Via de’Tornabuoni, 23 Oktober
11:03 P.M.

“Aku menyesal, Nadesha. Aku sangat menyesal! Aku tidak bisa melindungimu dari Igor…aku hanya seseorang yang lemah dalam segala hal.”
 (…lebih baik kamu pulang sekarang, Russo. Aku tidak mau lagi bertemu denganmu. Sudah cukup mengerti apa yang sebenarnya kamu inginkan dariku.)
*isak tangis terdengar sesak*
“Aku mencintaimu, Nadesha.
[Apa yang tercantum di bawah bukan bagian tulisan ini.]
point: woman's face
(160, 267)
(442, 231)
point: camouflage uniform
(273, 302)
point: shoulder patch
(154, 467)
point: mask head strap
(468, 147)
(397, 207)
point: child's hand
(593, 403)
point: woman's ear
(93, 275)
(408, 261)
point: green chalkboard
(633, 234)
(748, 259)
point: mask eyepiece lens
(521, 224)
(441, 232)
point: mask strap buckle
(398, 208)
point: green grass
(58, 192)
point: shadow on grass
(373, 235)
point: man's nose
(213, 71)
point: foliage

Aku sangat mencintaimu…tapi, aku sangat lemah. Aku tidak bisa melindungi diriku maupun dirimu dari Igor. Tapi, sumpah…aku tidak bersekongkol dengannya untuk melakukan hal nista seperti itu.”
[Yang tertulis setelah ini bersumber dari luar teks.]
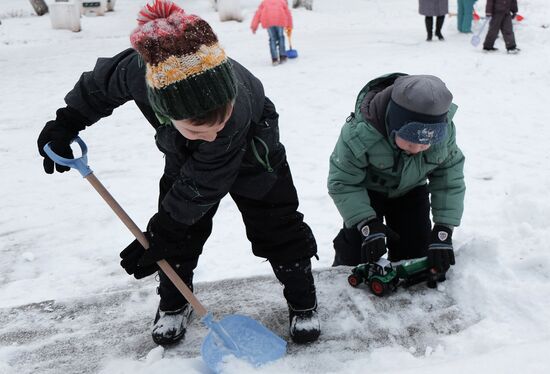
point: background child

 (PULANG KAU!! PULAAANG!!)
*memekik hebat*
“Tapi…”
(I’ll tell you once more! GO AWAY!! GO!!)
*memekik hebat*
Lungarno Diaz, 24 Oktober
00:05 A.M.

“Tuhan…apakah memang aku harus hidup seperti ini? Manusia yang lemah, tidak punya adab dan selalu mengucilkan diri dari lingkungan. Apa aku memang diciptakan untuk menjadi Russo yang sekarang? Sudah dua puluh empat tahun aku hidup…apa aku akan terus seperti ini? Apa aku akan terus menjadi manusia yang lemah, tidak punya adab dan selalu mengucilkan diri dari lingkungan? Apakah aku akan tetap menjadi Russo yang sekarang –yang nista dan tidak memiliki kehormatan di mata Nadesha–? Inikah takdir yang Engkau gariskan untuk seorang Russo? Sekarang aku percaya bahwa takdir tidak bisa dirubah…sekuat apapun kamu mengusahakan perubahan, maka kamu ibarat mendorong Tembok Berlin dengan tangan kosong. Mustahil! Dan kalau begitu, ini waktunya bagiku untuk meninggalkan hidup ini dan berganti menjadi seseorang yang diinginkan Tuhan. Akulah Russo yang lemah, tidak punya adab dan selalu mengucilkan diri dari lingkunga. I have no directions, reasons and friends anymore. I just have mine, Fla, Layla, Igor and Respati.”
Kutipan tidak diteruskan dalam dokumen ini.